His eyebrows furl together and a frown tugs at his full lips. “Mom said no, remember?”
I roll my eyes, irritated at the reminder of that argument. It was only last month that I told Mom I was going to live with Ronan. She flipped out and yelled at me. We both ended up crying by the end of the fight. Dad diffused the situation, but the answer was still no.
No reason as to why not.
Just no.
Again, so unfair that my brothers can do what they want, but I have to follow Mom and Dad’s dumb rules.
“I hate everyone,” I tell him with a huff. “You’re the only one who gets me.”

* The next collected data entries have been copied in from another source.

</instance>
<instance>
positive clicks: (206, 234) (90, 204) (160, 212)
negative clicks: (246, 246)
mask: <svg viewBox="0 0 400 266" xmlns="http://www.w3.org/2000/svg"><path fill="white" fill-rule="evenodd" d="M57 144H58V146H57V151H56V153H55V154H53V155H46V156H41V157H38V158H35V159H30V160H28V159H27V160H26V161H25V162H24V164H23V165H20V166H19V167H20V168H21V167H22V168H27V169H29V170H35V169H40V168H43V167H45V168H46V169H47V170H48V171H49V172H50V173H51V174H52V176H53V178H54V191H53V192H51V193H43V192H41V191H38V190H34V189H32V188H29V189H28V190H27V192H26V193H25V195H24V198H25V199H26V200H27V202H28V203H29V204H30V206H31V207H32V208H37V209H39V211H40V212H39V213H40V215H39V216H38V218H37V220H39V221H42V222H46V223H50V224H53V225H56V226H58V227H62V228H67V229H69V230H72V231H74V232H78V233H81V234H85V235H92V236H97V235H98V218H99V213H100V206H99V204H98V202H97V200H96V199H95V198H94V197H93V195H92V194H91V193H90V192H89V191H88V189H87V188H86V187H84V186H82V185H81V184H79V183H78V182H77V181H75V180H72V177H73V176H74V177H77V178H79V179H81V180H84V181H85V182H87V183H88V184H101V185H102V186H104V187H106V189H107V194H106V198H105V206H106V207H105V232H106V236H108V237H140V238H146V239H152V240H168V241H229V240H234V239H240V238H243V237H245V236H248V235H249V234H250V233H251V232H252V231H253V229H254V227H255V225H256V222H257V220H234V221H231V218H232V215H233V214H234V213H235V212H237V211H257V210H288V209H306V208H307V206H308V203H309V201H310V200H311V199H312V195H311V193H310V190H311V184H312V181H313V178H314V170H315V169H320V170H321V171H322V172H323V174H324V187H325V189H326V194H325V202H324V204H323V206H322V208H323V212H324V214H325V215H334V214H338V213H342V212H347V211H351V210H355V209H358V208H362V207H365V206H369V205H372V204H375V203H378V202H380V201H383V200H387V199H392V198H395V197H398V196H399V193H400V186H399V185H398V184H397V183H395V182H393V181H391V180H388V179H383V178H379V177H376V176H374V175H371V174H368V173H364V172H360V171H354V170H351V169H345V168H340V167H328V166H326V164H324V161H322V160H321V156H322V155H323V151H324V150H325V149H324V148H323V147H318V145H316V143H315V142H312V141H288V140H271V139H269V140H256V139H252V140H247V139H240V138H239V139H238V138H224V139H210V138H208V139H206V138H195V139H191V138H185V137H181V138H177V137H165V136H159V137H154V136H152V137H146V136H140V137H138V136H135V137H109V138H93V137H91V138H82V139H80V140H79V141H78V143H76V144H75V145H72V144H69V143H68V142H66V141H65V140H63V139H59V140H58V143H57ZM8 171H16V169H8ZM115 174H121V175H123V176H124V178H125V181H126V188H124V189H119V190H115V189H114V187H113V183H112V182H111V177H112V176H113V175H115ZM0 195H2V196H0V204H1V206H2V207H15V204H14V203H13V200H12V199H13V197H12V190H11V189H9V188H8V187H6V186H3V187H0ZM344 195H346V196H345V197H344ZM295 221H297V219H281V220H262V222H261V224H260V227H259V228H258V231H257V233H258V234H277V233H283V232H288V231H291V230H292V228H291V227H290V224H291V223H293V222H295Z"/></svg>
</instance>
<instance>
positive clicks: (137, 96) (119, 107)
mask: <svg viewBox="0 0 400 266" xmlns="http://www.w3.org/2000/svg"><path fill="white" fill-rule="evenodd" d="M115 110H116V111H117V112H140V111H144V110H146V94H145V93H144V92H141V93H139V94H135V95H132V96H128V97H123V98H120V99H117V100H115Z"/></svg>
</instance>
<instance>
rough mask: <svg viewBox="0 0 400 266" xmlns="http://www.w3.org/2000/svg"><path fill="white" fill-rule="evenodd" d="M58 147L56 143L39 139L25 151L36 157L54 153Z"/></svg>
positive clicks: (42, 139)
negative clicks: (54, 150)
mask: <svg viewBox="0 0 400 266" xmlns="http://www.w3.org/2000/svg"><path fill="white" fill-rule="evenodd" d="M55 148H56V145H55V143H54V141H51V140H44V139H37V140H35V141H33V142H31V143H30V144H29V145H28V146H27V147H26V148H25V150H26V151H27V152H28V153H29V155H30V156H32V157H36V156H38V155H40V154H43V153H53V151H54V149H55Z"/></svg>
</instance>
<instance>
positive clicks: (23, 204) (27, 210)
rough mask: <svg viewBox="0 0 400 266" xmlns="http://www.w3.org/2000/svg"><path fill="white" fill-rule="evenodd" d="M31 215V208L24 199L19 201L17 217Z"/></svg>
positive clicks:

“You don’t hate everyone.”
I ignore his comment because I do hate them. He smiles as I reach up to brush away a dark blondish-brown lock of hair that falls into his eyes. His hair is always messy and overgrown. I love the way it looks on him. Just like I love his silly black-rimmed glasses. I’ve put them on a million times since he got them a couple of years ago and still don’t understand how he can see through the blurry glass.
“Are you going to tell me what happened?” Ronan takes hold of my hand that’s fussing with his hair and squeezes it.

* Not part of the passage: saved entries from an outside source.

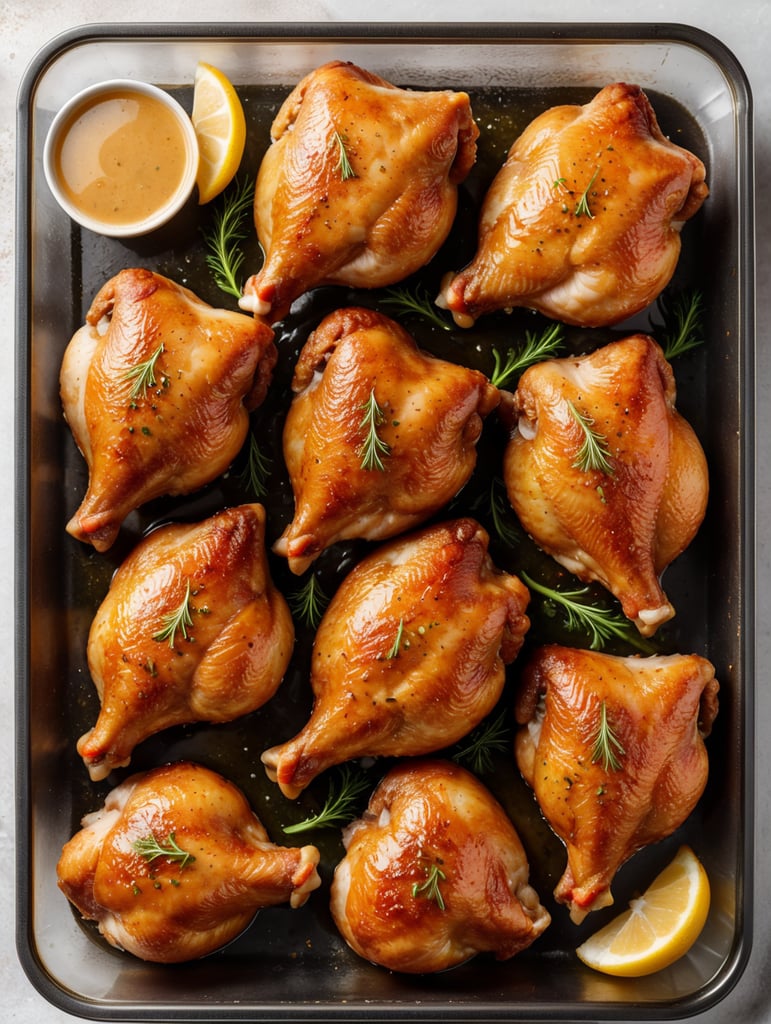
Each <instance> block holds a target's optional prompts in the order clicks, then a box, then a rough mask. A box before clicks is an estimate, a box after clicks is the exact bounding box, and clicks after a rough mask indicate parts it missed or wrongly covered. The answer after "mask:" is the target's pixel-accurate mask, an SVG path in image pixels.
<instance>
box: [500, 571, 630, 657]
mask: <svg viewBox="0 0 771 1024" xmlns="http://www.w3.org/2000/svg"><path fill="white" fill-rule="evenodd" d="M519 575H520V577H521V579H522V581H523V583H524V584H525V585H526V586H527V588H528V589H529V590H531V591H533V590H534V591H536V592H537V593H538V594H541V595H542V597H545V598H546V599H547V600H548V601H551V602H553V603H554V604H557V605H559V606H560V607H561V608H563V609H564V611H565V629H566V630H567V631H568V632H569V633H576V632H587V633H588V634H589V636H590V644H589V646H590V649H591V650H602V648H603V647H604V646H605V643H606V642H607V641H608V640H612V639H613V638H615V639H617V640H626V641H627V642H628V643H631V644H632V645H633V646H635V647H638V648H640V649H642V650H649V649H650V647H649V645H648V644H646V643H645V642H644V640H643V639H642V638H641V637H640V635H639V633H638V631H637V629H636V628H635V626H634V624H633V623H632V622H630V620H629V618H627V617H626V615H624V614H623V613H622V612H619V611H614V610H613V609H612V608H603V607H597V606H595V605H592V604H586V603H584V600H583V599H585V598H586V597H587V595H588V594H589V587H577V588H575V589H574V590H555V589H554V588H552V587H547V586H545V585H544V584H540V583H536V581H534V580H531V579H530V578H529V577H528V575H527V573H526V572H525V571H524V570H520V572H519Z"/></svg>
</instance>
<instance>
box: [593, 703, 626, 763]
mask: <svg viewBox="0 0 771 1024" xmlns="http://www.w3.org/2000/svg"><path fill="white" fill-rule="evenodd" d="M626 753H627V752H626V751H625V750H624V746H623V744H622V742H620V740H619V739H618V737H617V736H616V735H615V733H614V732H613V730H612V729H611V727H610V723H609V722H608V717H607V708H606V707H605V701H604V700H603V701H602V703H601V705H600V723H599V725H598V726H597V735H596V736H595V739H594V744H593V745H592V764H597V763H598V762H602V767H603V768H604V769H605V771H608V769H610V770H611V771H618V769H619V768H620V766H622V763H620V761H619V760H618V758H619V757H624V755H625V754H626Z"/></svg>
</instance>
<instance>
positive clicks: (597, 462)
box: [567, 401, 613, 476]
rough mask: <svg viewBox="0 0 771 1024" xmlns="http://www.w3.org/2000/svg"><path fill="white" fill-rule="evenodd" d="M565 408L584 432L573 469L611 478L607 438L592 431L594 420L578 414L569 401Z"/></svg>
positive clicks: (577, 410)
mask: <svg viewBox="0 0 771 1024" xmlns="http://www.w3.org/2000/svg"><path fill="white" fill-rule="evenodd" d="M567 408H568V409H569V410H570V415H571V416H572V418H573V419H574V420H575V422H576V423H577V424H579V426H580V427H581V429H582V430H583V431H584V440H583V442H582V445H581V447H580V449H579V454H577V455H576V457H575V461H574V462H573V466H574V467H575V469H580V470H581V471H582V473H589V472H591V471H592V470H597V471H599V472H600V473H604V474H605V475H606V476H612V475H613V466H612V464H611V463H610V462H609V456H610V452H609V451H608V446H607V438H606V437H605V435H604V434H601V433H600V432H599V431H598V430H593V429H592V428H593V427H594V420H593V419H592V417H591V416H588V415H587V414H586V413H582V412H580V410H577V409H576V408H575V406H573V403H572V402H571V401H568V403H567Z"/></svg>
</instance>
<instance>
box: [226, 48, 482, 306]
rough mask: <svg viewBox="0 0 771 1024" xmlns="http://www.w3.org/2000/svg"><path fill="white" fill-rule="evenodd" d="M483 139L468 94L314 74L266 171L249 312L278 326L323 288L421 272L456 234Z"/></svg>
mask: <svg viewBox="0 0 771 1024" xmlns="http://www.w3.org/2000/svg"><path fill="white" fill-rule="evenodd" d="M477 135H478V129H477V127H476V124H475V122H474V120H473V118H472V115H471V106H470V103H469V97H468V96H467V95H466V93H464V92H451V91H448V90H445V91H438V92H420V91H414V90H410V89H400V88H397V87H396V86H394V85H392V84H391V83H389V82H386V81H385V80H384V79H382V78H380V77H379V76H378V75H375V74H372V73H371V72H368V71H365V70H363V69H361V68H357V67H356V66H355V65H353V63H350V62H344V61H341V60H333V61H331V62H329V63H326V65H324V66H323V67H320V68H318V69H316V70H315V71H313V72H311V73H310V74H309V75H307V76H306V77H305V78H303V80H302V81H301V82H299V84H298V85H297V86H296V87H295V88H294V89H293V90H292V92H291V94H290V95H289V96H288V97H287V99H286V100H285V102H284V104H283V105H282V108H281V110H280V111H279V114H277V115H276V118H275V120H274V122H273V125H272V127H271V132H270V136H271V139H272V144H271V145H270V146H269V148H268V150H267V152H266V154H265V156H264V158H263V160H262V164H261V165H260V169H259V173H258V176H257V184H256V190H255V204H254V220H255V226H256V229H257V236H258V238H259V240H260V243H261V245H262V247H263V249H264V251H265V262H264V264H263V266H262V268H261V269H260V270H259V272H258V273H255V274H254V275H252V276H251V278H250V279H249V280H248V281H247V283H246V286H245V288H244V295H243V298H242V300H241V306H242V308H244V309H248V310H250V311H252V312H254V313H256V314H258V315H260V316H264V317H266V318H267V319H268V321H269V322H270V323H274V322H275V321H279V319H282V318H283V317H284V316H285V315H286V313H287V312H288V310H289V308H290V305H291V304H292V302H293V301H294V300H295V299H296V298H298V297H299V296H300V295H302V294H303V293H304V292H306V291H308V290H309V289H311V288H313V287H315V286H316V285H320V284H333V285H335V284H336V285H348V286H352V287H358V288H378V287H381V286H384V285H391V284H394V283H395V282H397V281H401V280H402V279H403V278H406V276H408V275H409V274H410V273H412V272H413V271H415V270H418V269H419V268H420V267H422V266H424V265H425V264H426V263H428V261H429V260H430V259H431V257H432V256H433V255H434V253H435V252H436V250H437V249H438V248H439V246H440V245H441V244H442V243H443V242H444V240H445V239H446V237H447V234H448V233H449V229H451V227H452V225H453V221H454V219H455V215H456V209H457V204H458V197H457V189H458V184H459V183H460V182H461V181H463V180H464V178H465V177H466V175H467V174H468V172H469V170H470V169H471V167H472V166H473V164H474V161H475V159H476V138H477Z"/></svg>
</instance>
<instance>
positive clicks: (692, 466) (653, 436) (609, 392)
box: [504, 335, 709, 636]
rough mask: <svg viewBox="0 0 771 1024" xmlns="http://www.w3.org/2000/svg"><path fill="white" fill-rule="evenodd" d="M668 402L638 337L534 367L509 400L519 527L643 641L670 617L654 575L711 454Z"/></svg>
mask: <svg viewBox="0 0 771 1024" xmlns="http://www.w3.org/2000/svg"><path fill="white" fill-rule="evenodd" d="M675 400H676V385H675V378H674V374H673V372H672V368H671V366H670V364H669V362H668V361H667V360H666V359H665V357H663V354H662V352H661V349H660V348H659V346H658V345H657V344H656V342H655V341H653V339H652V338H649V337H647V336H646V335H633V336H631V337H629V338H625V339H623V340H622V341H617V342H611V343H610V344H608V345H605V346H603V347H601V348H599V349H597V350H596V351H594V352H592V353H590V354H588V355H583V356H575V357H568V358H563V359H550V360H547V361H545V362H541V364H538V365H537V366H534V367H530V368H529V369H528V370H527V371H525V373H524V374H523V375H522V377H521V378H520V381H519V385H518V387H517V391H516V393H515V395H514V400H513V403H512V404H511V406H510V407H507V415H508V416H509V418H510V420H511V428H512V429H511V438H510V440H509V442H508V444H507V446H506V451H505V454H504V479H505V481H506V488H507V493H508V496H509V500H510V502H511V504H512V506H513V508H514V510H515V511H516V513H517V515H518V517H519V519H520V520H521V522H522V525H523V526H524V527H525V529H526V530H527V531H528V532H529V534H530V536H531V537H532V538H533V539H534V540H536V542H537V544H538V545H539V546H540V547H541V548H543V549H544V550H545V551H546V552H548V553H549V554H550V555H552V556H553V557H554V558H555V559H556V560H557V561H558V562H560V564H562V565H563V566H564V567H565V568H566V569H568V570H569V571H570V572H572V573H574V574H575V575H577V577H580V579H582V580H584V581H587V582H589V581H597V582H599V583H601V584H602V585H603V586H604V587H606V588H607V589H608V590H609V591H610V592H611V593H612V594H613V595H614V596H615V597H616V598H617V599H618V600H619V601H620V603H622V607H623V609H624V613H625V614H626V615H627V616H628V617H629V618H630V620H632V621H633V622H634V623H635V625H636V626H637V628H638V630H639V631H640V633H641V634H642V635H643V636H651V635H652V634H653V633H654V632H655V631H656V629H657V628H658V627H659V626H660V625H661V623H665V622H667V621H668V620H669V618H671V617H672V616H673V615H674V614H675V609H674V607H673V606H672V604H671V603H670V601H669V599H668V597H667V595H666V594H665V592H663V590H662V589H661V585H660V582H659V577H660V574H661V572H662V571H663V569H665V568H666V566H667V565H669V564H670V562H672V561H673V560H674V559H675V558H676V557H677V556H678V555H679V554H681V553H682V552H683V551H684V550H685V549H686V547H687V546H688V545H689V544H690V542H691V541H692V540H693V538H694V536H695V534H696V531H697V530H698V527H699V525H700V523H701V521H702V519H703V516H704V513H705V510H706V501H708V495H709V474H708V467H706V460H705V458H704V454H703V451H702V449H701V445H700V443H699V441H698V439H697V437H696V435H695V433H694V431H693V429H692V428H691V426H690V425H689V424H688V423H687V421H686V420H685V419H684V418H683V417H682V416H680V414H679V413H678V412H677V410H676V408H675ZM590 435H591V436H590ZM592 438H593V439H594V440H593V441H592ZM592 443H594V445H595V447H598V449H599V450H600V453H599V455H598V454H597V452H595V454H594V456H593V457H590V456H589V447H590V445H591V444H592Z"/></svg>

My heartrate quickens. He’s the best cuddler. “Ryder.”
He smirks, patting the sheath on my belt at my hip. “You still have your knife.”
“He was acting weird and gave up.”
“Our brother gave up?” Ronan chuckles. “That doesn’t sound like him at all.”
I note that Ronan hasn’t moved his hand from my hip. My skin tingles where he touches me. A shiver runs through my entire body.
“He got hard.” I narrow my eyes as I study Ronan, waiting for a reaction.
“Hard?”
“His penis, Ro. He pinned me down and it got hard.”
His face pales and an unfamiliar chill chases away all the warm, fuzzy feelings he evoked.
“What?” I demand, my heart rate thumping wildly in my chest. “Is he sick?”
Ronan flops onto his back and stares up at the ceiling. “I don’t know.”
“You’re not telling me something.”
The room falls into silence again.
What are they hiding from me?
He got hard.
She said it so breezily. As if it meant nothing. As though the words were just words and not a strike into the earth of my world, sending fissures scattering in a thousand different directions.
He. Got. Hard.
I’m both sickened and oddly intrigued all at once.
“Should I tell Mom and Dad?”
I jolt upright, shaking my head at her. “No. Don’t say anything.”
Raegan’s eyes narrow to tiny slits. She reminds me of a hawk when she’s trying to get to the bottom of something, attention hyper focused and ready to swoop in on her prey. “Why not? If he’s sick, they should know.”